# General beekeeping > Starting out >  What is the process of starting bee farming

## bycan

Hello everyone,

I have intention to start bee farming and organic honey production. This not gonna be as a hobby. I want to make business on honey production. Thats why i like to learn which official documents i need and where can i find lands for this purpose. I tried google but all i find complicated informations. Can someone please explain me with simple words about this subject.

Many Thanks.

----------


## Greengage

Buy this and read it then see, https://www.northernbeebooks.co.uk/p...steve-donohoe/

----------


## Adam

It takes a while to find suitable apiary sites and that's usually just by speaking to people locally.

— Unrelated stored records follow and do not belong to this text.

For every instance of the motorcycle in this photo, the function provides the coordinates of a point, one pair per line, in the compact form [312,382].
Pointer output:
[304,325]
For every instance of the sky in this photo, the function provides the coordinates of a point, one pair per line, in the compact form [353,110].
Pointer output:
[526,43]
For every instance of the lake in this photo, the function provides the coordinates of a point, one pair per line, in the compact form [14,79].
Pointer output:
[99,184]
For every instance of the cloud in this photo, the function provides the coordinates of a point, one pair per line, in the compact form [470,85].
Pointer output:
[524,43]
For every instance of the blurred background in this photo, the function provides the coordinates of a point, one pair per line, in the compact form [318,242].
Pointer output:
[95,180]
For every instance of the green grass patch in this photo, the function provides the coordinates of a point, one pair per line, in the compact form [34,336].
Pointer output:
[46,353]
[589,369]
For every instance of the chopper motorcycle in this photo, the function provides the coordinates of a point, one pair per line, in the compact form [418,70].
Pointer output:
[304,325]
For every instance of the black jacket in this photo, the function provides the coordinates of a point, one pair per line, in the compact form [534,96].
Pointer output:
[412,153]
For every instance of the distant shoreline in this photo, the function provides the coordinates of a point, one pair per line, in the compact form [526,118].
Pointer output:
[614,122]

A local beekeeping association may be able to help as some will have people offering apiary sites.
Do you keep bees already?

----------


## Neils

I do not want to mess with your dreams but there are some very important questions to ask.

- what level of profit do you need to make to survive?
- where do you think your income arrives from?
- Have you got the sites ready to go?
- Have you got the bees/queens
- have you got the kit?

Next up is:
- have you got the space?
- have you got the equipment?

If you are starting out with the assumption "meh, how hard can it be?" then the answer is its bloody hard.  There's a reason 99% on this page do it as a hobby.

First and foremost, learn bees. Then figure out if you have the enthusiasm to try and make a living from them.

----------


## fatshark

Simple words ... very hard work.

I extracted honey a month ago. Over the weekend I shifted a ton of supers about - off the hives, into the car, into the warming room, to the extractor etc. The novelty soon wore off. The thought of having to do that to earn a living does not appeal.

In principle beekeeping is simple, in practice it's complicated - Google is probably right in this case.

----------


## Mellifera Crofter

Bycan, apart from what others have already said: where do you live?  Somewhere in the Scottish Highlands, far away from cultivated land?  I don't know what the rules for producing verified organic honey are, but I think it would probably include something like being in the centre of a three or four mile radius of pesticide-free land.
Kitta

----------


## typhil01

> Buy this and read it then see, https://www.northernbeebooks.co.uk/p...steve-donohoe/


Good afternoon, I am very glad to have found this topic. Thank you so much for the link to the book. It is very helpful for me as a beginner!

----------